- Words of Freedom
- Directed by: Tareque Masud; Catherine Masud;
- Based on: Bangladesh Liberation War
- Produced by: Tareque Masud
- Cinematography: Mishuk Munier
- Edited by: Catherine Masud; Fauzia Khan;
- Production company: Audiovision
- Release date: 1999;
- Running time: 80 minutes
- Country: Bangladesh
- Language: Bengali

= Muktir Kotha =

Muktir Kotha (মুক্তির কথা, Words of Freedom) is a 1999 Bangladeshi drama film directed by Tareque Masud and Catherine Masud. Muktir Kotha follows a group of young men and women began traversing the far corner of Bangladesh projectionists from 1996 to 1999, showing Muktir Gaan, a documentary on the 1971 Bangladesh Liberation War. The film screenings prompted the villagers to share their own stories of wartime suffering and resistance. Often the projection space would be spontaneously transformed into a folk concert.
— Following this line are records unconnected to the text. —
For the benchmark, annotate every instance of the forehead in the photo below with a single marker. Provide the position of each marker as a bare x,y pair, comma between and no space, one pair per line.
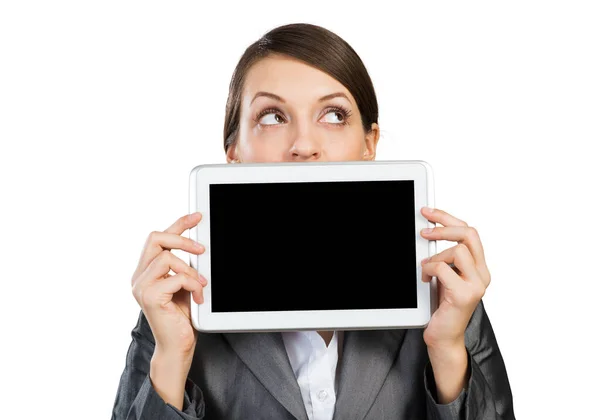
292,79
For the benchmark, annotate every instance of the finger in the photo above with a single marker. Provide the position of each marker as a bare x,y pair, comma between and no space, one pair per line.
459,258
442,217
184,223
165,262
160,241
467,235
160,293
445,275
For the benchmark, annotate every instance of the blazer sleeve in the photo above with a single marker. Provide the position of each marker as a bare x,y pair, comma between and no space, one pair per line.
488,395
136,397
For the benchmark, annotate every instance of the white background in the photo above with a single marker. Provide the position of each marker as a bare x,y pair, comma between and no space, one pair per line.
106,106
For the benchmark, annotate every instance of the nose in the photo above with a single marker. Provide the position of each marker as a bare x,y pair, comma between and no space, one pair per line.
306,145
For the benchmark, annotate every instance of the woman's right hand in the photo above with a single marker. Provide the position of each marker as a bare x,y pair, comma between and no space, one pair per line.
165,298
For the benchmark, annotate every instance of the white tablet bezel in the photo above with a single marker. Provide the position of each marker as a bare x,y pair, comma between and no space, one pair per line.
203,175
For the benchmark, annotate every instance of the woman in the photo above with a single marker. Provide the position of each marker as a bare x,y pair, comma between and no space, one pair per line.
301,93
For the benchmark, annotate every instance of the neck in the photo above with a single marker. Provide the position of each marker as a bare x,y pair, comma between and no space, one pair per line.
327,336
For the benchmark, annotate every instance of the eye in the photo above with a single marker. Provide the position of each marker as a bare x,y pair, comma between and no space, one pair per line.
337,115
269,117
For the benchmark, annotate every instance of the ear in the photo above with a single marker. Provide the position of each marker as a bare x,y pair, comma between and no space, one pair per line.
232,154
371,140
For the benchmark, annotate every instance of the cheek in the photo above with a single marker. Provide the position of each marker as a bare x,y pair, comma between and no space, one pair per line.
255,146
345,146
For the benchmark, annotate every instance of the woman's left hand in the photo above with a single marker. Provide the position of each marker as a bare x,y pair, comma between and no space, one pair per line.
460,288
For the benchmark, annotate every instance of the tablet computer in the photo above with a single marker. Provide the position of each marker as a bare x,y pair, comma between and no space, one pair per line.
312,245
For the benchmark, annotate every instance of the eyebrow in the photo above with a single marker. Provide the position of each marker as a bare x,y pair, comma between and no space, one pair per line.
280,99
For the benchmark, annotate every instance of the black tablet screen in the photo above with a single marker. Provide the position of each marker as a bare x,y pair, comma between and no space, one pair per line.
313,246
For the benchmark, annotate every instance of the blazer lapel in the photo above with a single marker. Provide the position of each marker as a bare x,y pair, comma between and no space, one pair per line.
265,356
367,357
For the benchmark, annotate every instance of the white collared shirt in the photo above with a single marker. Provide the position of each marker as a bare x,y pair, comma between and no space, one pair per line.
315,366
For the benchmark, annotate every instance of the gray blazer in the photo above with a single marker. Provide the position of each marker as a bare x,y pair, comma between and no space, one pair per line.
384,374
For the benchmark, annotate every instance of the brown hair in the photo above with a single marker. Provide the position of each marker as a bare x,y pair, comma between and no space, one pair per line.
315,46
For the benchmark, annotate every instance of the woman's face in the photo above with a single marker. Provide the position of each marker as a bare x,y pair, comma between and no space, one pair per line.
291,111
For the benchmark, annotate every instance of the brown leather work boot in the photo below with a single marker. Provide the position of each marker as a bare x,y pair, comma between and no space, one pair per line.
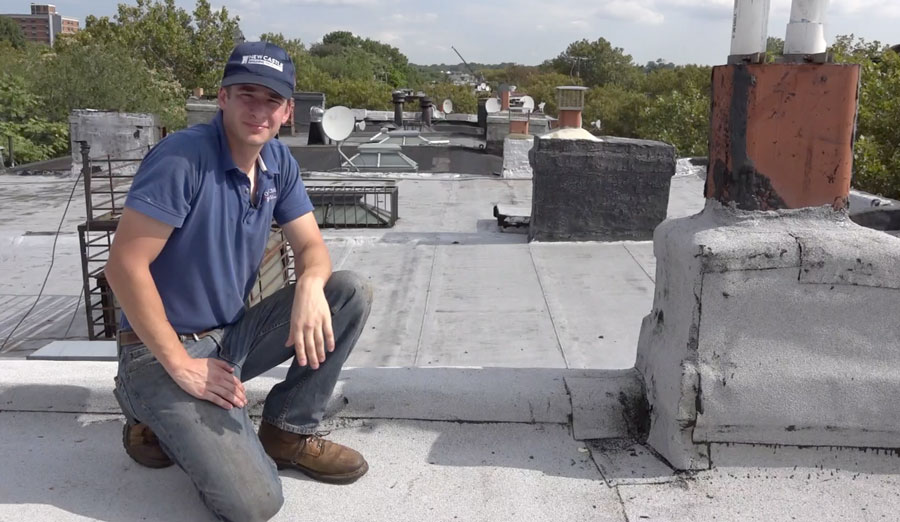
318,458
143,446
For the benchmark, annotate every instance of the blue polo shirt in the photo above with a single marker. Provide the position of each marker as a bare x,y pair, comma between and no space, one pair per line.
206,269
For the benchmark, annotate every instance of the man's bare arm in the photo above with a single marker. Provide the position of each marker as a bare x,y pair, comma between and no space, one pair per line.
311,333
138,240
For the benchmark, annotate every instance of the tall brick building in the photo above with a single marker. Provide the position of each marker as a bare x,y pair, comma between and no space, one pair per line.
44,24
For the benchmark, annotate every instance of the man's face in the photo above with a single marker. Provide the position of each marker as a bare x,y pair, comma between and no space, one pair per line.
252,113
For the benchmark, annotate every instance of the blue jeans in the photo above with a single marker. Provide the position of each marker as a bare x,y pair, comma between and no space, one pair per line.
219,448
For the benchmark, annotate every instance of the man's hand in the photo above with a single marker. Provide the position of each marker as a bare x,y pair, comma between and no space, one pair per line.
212,380
311,332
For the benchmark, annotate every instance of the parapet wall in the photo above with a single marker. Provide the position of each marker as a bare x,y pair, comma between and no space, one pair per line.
774,328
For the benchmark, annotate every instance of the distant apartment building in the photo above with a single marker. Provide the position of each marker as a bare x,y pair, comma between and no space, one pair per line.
44,24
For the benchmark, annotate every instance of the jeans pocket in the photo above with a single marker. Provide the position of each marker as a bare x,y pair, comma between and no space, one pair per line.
136,358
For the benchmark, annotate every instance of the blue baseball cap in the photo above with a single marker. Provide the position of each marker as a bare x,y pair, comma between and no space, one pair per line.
260,63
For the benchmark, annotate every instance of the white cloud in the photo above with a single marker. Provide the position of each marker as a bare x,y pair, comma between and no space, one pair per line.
631,11
331,2
889,8
411,18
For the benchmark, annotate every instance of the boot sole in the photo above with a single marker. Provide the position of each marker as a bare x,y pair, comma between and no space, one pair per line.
143,461
346,478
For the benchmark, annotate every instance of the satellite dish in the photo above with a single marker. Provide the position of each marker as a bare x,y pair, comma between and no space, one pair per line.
527,103
338,123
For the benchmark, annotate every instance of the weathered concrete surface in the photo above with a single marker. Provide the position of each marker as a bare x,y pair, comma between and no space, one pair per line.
596,298
473,296
624,462
201,111
770,328
444,394
115,134
742,494
68,467
608,405
438,213
516,163
498,129
606,190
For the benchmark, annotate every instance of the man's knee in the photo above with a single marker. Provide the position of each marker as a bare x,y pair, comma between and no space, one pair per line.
348,290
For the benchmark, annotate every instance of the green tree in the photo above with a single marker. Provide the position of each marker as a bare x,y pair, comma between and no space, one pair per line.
618,109
128,85
597,63
680,118
294,46
11,32
193,49
542,87
877,150
34,137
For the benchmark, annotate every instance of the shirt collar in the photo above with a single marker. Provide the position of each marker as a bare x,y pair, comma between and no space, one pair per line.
266,159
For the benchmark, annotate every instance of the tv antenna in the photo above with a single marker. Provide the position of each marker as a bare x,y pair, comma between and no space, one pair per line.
338,123
527,104
576,65
478,77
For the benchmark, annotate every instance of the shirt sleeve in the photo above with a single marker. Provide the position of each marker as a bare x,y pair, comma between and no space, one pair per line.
293,201
165,184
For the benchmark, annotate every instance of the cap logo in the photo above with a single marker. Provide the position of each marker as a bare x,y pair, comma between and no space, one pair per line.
261,59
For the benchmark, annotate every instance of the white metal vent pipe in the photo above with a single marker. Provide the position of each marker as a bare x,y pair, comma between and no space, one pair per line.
806,30
749,28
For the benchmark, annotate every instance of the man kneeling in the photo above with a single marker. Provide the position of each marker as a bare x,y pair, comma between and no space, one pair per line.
186,254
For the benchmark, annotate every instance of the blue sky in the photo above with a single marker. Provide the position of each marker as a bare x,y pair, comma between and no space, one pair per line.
524,31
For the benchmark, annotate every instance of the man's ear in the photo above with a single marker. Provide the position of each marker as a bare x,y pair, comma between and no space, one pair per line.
223,94
289,112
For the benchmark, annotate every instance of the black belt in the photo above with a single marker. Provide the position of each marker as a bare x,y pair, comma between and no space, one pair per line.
129,337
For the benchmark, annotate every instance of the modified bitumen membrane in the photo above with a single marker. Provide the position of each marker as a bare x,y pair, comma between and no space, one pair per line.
458,393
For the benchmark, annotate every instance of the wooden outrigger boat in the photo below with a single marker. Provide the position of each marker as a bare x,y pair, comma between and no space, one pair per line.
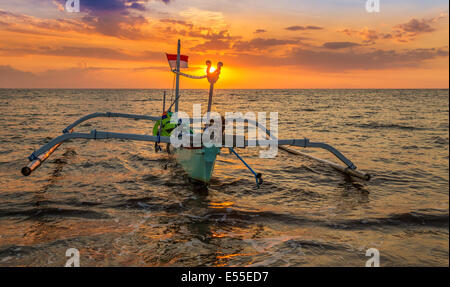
197,162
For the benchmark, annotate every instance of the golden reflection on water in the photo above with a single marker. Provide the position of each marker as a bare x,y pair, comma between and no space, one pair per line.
122,204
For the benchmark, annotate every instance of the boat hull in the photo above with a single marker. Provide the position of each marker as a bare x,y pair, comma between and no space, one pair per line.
198,163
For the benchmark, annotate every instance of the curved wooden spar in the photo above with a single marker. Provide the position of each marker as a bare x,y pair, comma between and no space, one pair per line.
46,150
343,169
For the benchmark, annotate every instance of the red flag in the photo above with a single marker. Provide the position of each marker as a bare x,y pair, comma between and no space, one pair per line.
172,58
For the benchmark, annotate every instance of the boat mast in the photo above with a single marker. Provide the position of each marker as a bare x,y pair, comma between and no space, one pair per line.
177,85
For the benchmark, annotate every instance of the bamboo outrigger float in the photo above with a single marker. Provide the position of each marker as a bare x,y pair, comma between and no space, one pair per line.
197,162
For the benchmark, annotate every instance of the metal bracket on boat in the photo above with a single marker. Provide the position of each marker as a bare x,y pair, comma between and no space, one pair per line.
258,176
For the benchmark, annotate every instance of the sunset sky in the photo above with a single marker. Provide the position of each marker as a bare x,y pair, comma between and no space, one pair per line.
263,43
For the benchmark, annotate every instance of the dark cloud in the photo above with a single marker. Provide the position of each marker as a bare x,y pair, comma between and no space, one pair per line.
118,18
212,45
416,26
337,61
339,45
84,52
261,44
258,31
179,22
303,28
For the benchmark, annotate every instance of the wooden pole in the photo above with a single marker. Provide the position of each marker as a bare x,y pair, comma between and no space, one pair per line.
343,169
177,87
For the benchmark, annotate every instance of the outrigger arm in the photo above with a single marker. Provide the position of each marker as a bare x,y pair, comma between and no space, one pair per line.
40,155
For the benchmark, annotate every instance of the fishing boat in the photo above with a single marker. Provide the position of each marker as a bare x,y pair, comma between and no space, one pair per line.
196,160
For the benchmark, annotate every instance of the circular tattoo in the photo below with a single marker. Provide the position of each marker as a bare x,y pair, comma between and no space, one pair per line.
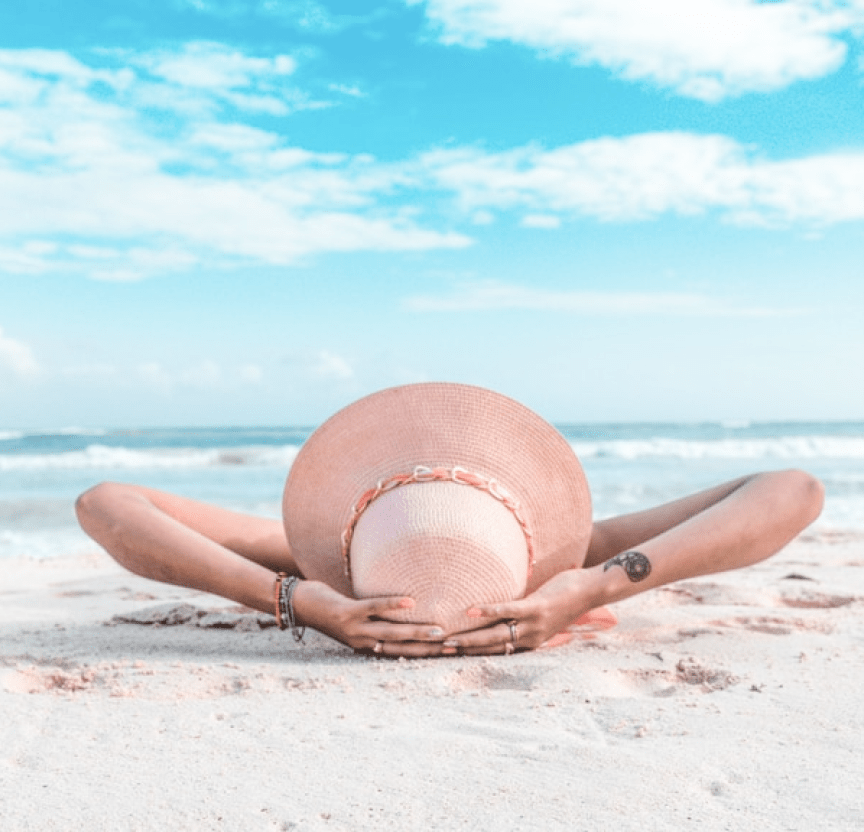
635,564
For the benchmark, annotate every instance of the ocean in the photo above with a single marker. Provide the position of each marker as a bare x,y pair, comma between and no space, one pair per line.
629,467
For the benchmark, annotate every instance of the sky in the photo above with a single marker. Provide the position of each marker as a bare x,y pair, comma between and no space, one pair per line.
253,212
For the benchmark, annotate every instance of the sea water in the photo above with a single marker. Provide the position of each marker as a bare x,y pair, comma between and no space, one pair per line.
629,467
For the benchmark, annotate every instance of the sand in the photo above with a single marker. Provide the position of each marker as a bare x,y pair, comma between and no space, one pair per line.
727,703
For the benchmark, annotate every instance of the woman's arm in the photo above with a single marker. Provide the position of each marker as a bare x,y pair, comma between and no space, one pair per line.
183,542
731,526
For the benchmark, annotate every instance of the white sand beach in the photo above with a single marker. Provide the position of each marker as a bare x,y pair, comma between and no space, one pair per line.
727,703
Through these interactions with village audiences, the young projectionist came to 'relearn' the wider history of the Liberation War, and the continuing struggle of ordinary people for a more just and democratic society.

== Synopsis ==

Muktir Katha is a film about the liberation struggle of 1971. The film is an archive of how the ordinary people fell victim to atrocities of the war. The struggle is still raging in the countryside, and struggle for a more just and democratic society. The combined footage shot used in the film was taken from American film maker Lear Levin.

==DVD==
The DVD of Muktir Kotha was released on 25 March 2012 by Laser Vision. It is thought to be the first interactive DVD in Bangladesh.